The jungle was alive with pursuit.
Citlali tore through vines and roots, lungs burning, breath ragged. The shouts of the Sun-guards echoed behind her, growing louder. They would not stop. They could not. The priests had marked her—eclipse-born, born under blood and shadow. Her death would feed the sun. Her bare feet slipped in wet earth, her tunic torn, blood tracing down her thigh from a shallow cut. Still, she ran. No path, no direction—only instinct. Fear. Then—a whisper. "Little star..." It wasn’t a voice from the forest. It was inside her. Silken. Warm. Ancient. The kind of voice that once sang flowers into bloom and men into madness. "Turn left. Trust the scent of copal. Follow where petals do not fall." Citlali gasped and obeyed, stumbling through a curtain of vines. Ahead, the trees grew strange—twisted, smooth, dusted in golden pollen. A heavy perfume filled the air: copal and crushed orchids. She knew this scent. Xochiquetzal. Goddess of beauty, fertility, passion. Lady of laughter and sorrow. "There is one who is not mine, yet was born from me. Run to them."

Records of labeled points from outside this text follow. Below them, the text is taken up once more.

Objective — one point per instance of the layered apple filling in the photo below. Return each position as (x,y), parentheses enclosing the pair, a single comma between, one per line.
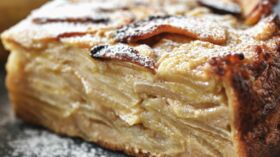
(166,114)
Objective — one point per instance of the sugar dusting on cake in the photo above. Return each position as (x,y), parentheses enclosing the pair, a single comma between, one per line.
(36,143)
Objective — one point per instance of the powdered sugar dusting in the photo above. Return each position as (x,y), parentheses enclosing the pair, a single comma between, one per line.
(35,143)
(122,52)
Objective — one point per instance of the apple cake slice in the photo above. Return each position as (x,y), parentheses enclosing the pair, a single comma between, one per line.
(149,77)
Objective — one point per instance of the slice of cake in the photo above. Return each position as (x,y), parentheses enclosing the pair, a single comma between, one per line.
(150,77)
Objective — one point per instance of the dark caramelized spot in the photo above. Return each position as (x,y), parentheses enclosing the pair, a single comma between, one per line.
(193,27)
(71,20)
(123,53)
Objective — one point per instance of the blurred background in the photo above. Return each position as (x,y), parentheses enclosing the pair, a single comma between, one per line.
(12,11)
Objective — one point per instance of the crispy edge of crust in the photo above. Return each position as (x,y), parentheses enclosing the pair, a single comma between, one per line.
(263,8)
(255,100)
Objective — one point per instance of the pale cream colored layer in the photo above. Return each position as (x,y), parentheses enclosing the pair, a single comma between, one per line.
(118,103)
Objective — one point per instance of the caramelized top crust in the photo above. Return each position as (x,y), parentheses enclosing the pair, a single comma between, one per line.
(193,27)
(195,34)
(123,53)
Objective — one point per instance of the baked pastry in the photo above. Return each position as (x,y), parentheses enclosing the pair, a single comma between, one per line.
(150,78)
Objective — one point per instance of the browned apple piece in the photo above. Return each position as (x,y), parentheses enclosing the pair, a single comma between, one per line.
(192,27)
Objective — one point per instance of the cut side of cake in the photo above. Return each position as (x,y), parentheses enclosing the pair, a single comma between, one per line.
(149,78)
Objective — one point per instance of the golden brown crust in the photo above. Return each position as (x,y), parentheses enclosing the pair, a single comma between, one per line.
(252,74)
(257,106)
(254,10)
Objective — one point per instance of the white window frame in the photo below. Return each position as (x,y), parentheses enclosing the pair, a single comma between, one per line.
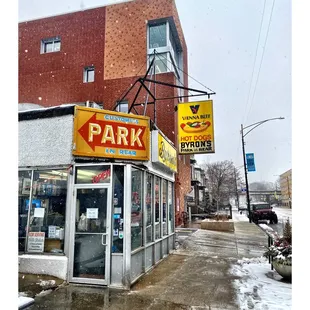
(86,72)
(169,51)
(52,41)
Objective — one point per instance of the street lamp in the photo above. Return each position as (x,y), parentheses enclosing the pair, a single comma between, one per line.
(244,161)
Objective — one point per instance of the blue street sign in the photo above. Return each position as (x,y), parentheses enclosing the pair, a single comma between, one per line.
(250,162)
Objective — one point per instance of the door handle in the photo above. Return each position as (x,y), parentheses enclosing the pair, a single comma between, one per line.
(102,239)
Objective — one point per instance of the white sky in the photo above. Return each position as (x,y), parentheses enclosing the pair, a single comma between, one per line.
(221,38)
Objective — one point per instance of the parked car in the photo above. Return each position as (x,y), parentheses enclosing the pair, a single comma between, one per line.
(260,211)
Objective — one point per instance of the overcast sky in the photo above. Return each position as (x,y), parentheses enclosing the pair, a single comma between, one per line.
(222,38)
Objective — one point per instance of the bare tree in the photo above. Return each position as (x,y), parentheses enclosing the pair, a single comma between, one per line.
(221,178)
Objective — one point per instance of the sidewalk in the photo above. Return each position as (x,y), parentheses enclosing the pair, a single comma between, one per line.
(195,276)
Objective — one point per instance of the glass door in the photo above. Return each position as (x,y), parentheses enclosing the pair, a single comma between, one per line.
(91,252)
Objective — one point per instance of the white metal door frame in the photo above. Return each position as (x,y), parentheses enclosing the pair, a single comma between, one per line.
(106,280)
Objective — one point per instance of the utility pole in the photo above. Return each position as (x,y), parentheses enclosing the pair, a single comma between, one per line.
(243,150)
(289,192)
(246,176)
(236,188)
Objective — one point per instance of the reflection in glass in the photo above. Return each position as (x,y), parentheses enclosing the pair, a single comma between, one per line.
(136,209)
(93,174)
(118,209)
(149,213)
(90,235)
(24,184)
(170,208)
(164,209)
(48,209)
(157,208)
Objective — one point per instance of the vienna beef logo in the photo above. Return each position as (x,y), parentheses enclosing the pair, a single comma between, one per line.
(194,108)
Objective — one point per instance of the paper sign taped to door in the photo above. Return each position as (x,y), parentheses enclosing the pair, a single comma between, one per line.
(39,212)
(92,213)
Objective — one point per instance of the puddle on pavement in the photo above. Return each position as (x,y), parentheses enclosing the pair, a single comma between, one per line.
(81,297)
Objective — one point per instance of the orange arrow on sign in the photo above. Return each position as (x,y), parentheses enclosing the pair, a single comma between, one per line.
(112,134)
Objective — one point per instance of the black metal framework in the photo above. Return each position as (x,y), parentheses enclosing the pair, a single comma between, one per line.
(142,85)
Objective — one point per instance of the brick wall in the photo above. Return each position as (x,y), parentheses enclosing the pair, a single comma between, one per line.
(113,40)
(57,77)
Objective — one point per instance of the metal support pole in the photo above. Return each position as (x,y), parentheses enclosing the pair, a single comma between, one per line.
(246,176)
(236,188)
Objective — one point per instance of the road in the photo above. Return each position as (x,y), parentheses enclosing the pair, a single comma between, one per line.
(282,213)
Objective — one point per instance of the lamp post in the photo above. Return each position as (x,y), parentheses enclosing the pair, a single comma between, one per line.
(243,134)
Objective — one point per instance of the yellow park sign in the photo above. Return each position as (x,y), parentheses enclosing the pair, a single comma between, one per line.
(196,127)
(102,133)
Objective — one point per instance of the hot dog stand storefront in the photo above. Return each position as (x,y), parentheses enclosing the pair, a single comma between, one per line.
(96,195)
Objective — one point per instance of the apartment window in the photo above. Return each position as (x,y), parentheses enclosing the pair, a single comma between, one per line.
(158,35)
(89,74)
(163,37)
(50,45)
(161,63)
(122,106)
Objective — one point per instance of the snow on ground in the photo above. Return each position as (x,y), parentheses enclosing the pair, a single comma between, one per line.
(259,287)
(24,301)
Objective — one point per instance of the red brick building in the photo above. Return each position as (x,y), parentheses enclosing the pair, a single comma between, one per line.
(97,54)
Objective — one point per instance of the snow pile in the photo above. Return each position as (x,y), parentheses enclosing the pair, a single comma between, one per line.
(259,287)
(24,301)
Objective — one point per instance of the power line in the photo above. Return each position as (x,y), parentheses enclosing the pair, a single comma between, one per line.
(260,30)
(270,18)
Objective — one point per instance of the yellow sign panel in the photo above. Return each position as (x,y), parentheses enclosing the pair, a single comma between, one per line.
(167,154)
(102,133)
(195,127)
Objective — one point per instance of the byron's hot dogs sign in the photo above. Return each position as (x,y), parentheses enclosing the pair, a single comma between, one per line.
(195,127)
(102,133)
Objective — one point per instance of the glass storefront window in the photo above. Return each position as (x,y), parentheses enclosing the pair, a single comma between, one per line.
(118,209)
(47,211)
(136,208)
(149,213)
(164,204)
(170,208)
(24,184)
(157,208)
(93,174)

A flicker of vision—a blurred face, gold eyes, a shadow crowned with feathers. "The child of jaguar blood. They will not kneel. Not to gods. Not to death."
Branches tore her skin. Still, she pressed on. And suddenly—light. She burst into a clearing unlike anything she had seen. The air was different here. Still. Heavy with power. The jungle bent around it.
A field of blue flowers stretched wide, their petals unmoving in the windless space. The trees stood back like servants before a throne. No birds sang. The world itself seemed to pause.
And there—at the far end—stood someone.
Citlali froze.
They stood tall, still, robed in jaguar hide and moonlight. She could not see their face clearly—but she felt their presence like heat from a fire. It was not divine. It was not holy.
It was undeniable.
She knew without knowing: this was the Jaguar’s Child. The one even the Emperor feared. The one born of Xochiquetzal and a warrior whose name had not been spoken aloud since his death had shaken the temples.
"This is as far as I may guide you," the goddess whispered. "The rest is yours."
Then the spell broke—shouts erupted behind her. Five Sun-guards charged into the sacred space, obsidian blades flashing. Citlali staggered back. They did not hesitate.
"By the glory of the Fifth Sun!" one shouted, raising his blade. “The sacrifice will not escape!”
She could not run anymore. But she did not have to. The warriors halted. One by one, they looked past her—eyes widening, bodies freezing. Their arrogance cracked. The bravest of them took a half-step forward—then stopped. Citlali turned. The Jaguar’s Child still had not moved. Still had not spoken. And yet… the warriors faltered. One dropped his blade. Another began to tremble. The jungle itself felt heavier, denser. A low sound rumbled beneath the ground—like breath. Like something old stirring beneath the roots of the world.